1. Calculate the f.e.m. for the following reaction at 25^oC Li⁺_(aq) (1.8e-4M) +   2Cl^-_(aq) (6.9e-2M)      →   Li_(s) ( - M) +   Cl_2(g) ( - M)

E_cell = ? (2 decimals accuracy!)

2. Calculate the f.e.m. for the following reaction at 25^oC Au³⁺_(aq) (3.0e-2M) +   2I^-_(aq) (2.2e-3M)      →   Au_(s) ( - M) +   I_2(s) ( - M)

E_cell =? (2 decimals accuracy!)

Answer 1

The standard electrode potential for Li system is Li⁺ + e^- -------> Li ; E^o red = -3.045 V ---(1)

The standard electrode potential for Cl system is Cl₂ + 2e^- --------> 2Cl^- ; E^o red = +1.360 V ---(2)

Since the reduction potential of Cl system is more it undergoes oxidation at anode & Li undergoes reduction at cathode.
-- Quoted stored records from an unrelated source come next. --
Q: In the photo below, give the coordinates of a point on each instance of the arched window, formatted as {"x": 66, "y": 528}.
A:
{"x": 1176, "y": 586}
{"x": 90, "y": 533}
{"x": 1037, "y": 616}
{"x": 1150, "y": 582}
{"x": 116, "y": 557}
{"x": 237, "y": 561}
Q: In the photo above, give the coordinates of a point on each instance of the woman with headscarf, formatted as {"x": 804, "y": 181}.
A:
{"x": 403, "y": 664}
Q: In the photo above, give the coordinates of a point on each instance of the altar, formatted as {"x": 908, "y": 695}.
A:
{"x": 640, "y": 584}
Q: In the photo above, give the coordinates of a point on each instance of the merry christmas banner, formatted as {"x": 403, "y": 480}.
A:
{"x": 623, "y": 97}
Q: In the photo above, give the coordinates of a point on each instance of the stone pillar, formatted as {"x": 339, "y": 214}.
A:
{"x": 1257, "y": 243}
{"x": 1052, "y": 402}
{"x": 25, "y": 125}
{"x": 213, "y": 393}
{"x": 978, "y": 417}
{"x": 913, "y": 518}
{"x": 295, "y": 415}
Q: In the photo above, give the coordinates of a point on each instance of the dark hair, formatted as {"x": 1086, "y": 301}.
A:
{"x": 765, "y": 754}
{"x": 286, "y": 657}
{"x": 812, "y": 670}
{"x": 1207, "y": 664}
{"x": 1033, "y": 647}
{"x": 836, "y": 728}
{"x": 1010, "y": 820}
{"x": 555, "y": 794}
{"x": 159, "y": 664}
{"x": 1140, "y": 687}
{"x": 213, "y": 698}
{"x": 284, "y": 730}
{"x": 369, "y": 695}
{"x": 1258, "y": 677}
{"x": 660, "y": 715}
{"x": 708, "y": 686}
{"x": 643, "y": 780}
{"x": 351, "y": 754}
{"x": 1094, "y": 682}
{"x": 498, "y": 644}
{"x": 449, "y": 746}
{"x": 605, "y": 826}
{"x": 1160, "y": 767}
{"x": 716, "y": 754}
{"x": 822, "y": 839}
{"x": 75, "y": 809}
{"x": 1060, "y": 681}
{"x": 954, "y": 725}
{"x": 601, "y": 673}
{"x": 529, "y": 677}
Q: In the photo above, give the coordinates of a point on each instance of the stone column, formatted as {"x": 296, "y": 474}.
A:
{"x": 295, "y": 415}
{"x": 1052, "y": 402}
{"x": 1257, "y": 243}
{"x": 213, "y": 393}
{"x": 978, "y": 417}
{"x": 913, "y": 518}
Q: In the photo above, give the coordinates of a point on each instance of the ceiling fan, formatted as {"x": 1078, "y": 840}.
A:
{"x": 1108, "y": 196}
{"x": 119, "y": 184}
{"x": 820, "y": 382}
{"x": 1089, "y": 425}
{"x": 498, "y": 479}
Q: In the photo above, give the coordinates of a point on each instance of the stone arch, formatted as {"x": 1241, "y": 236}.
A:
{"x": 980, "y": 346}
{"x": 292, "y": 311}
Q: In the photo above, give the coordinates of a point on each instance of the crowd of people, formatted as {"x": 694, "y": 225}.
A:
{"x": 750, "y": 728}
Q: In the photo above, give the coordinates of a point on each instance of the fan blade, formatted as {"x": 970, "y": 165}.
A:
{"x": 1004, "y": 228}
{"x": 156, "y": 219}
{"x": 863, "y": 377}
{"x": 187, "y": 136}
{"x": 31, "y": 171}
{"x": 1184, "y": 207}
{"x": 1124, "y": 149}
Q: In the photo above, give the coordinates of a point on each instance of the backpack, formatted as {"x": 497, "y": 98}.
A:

The cell reaction is 2Li⁺ + 2Cl^- --------> 2Li + Cl₂

So standard potential of the cell , E^o = E^o_cathode - E^o_anode

                                                      = E^o_Li+/Li - E^o_Cl2/Cl-

= -3.045 -(+1.360)

= -4.405 V

According to Nernst Equation ,

E = E^o - (0.059 / n) log ([Products] / [reactants] )

   = E^o - (0.059 / n) log (1 / ([Li⁺]²[Cl-]² ))

Where

E = electrode potential of the cell = ?

E^o = standard electrode potential = +1.103 V

n = number of electrons involved in the reaction = 2

[Cl^-] = 6.9x10^-2 M

[Li⁺] = 1.8x10^-4 M

Plug the values we get

E = E^o - (0.059 / n) xlog (1 / ([Li⁺]²[Cl-]² ))

   = -4.405 - (0.059 / 2 ) x log (1 /(1.8x10^-4)² x (6.9x10^-2)²))

   = -4.69 V

Simillarly do the second one